Two amazing and unexpected things happened:

  1. The more vulnerable I was in safe spaces, the more women met me with support, sisterhood, and empathy, the more my shame melted away, and the more empowered I felt.
  2. Having the courage to share my survivor stories gave other women the courage to stand up and say “me, too” and share their survivor stories — the first time a man paid them unwanted attention, the first time a boy or man pinched their buttocks or fondled their breasts without their permission, times when they felt unsafe walking down the street in broad daylight or returning home at night, the last time a colleague misused his power and made unwanted advances, times when they were nearly raped, or times when they were actually raped — as well as times when they confided in a friend or family member who blamed them or stigmatized them or judged them or silenced them for being victimized.

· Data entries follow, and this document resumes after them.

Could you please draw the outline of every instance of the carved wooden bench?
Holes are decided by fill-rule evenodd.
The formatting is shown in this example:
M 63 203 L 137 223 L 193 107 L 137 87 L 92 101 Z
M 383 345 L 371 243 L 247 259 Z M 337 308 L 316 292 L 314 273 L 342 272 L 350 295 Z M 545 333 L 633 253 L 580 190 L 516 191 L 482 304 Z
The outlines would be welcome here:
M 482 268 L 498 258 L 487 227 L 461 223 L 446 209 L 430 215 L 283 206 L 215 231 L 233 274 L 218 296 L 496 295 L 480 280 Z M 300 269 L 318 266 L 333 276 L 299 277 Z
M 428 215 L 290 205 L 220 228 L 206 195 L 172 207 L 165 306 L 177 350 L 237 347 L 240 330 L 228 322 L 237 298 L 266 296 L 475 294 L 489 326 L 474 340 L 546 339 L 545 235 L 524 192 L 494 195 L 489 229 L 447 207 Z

We live in a society built around a culture that benefits from keeping women small, disempowered, and scared. Many people still — unconsciously or consciously — believe that sexual violence against women is inevitable because boys and men not only have a right to girls’ and women’s bodies for their own pleasure but also they cannot help themselves. After all, “boys will be boys.” The truth is sexual violence against women has nothing to do with raging hormones or sex and everything to do with fear, anger, power, entitlement, shame, and a narrow, outdated definition of the masculine ideal.

From the conversations that I have had in the past couple of years, it has become clear to me that our society is experiencing an epidemic and way more than 35% of girls and women have experienced some form of sexual violence in their lifetime. Unfortunately, the shame attached to being a victim is so deeply ingrained in the fabric of our lives that few women are willing to speak up, which makes each new victim feel like maybe it was her fault, maybe if she hadn’t worn that dress or had that glass of wine or taken that bus or or or; maybe it’s no big deal, maybe she’s too sensitive; maybe being on the receiving end of an intimate partner’s violence is the cost of being loved; maybe being a nice girl means staying quiet when a boss crosses the line; maybe…

What happened to you is not your fault. You are not alone, love. Your voice matters. Join me in sharing your survivor stories and taking your power back. Together, let’s shed light on the darkness of rape culture and step more fully into our sovereignty as girls and women.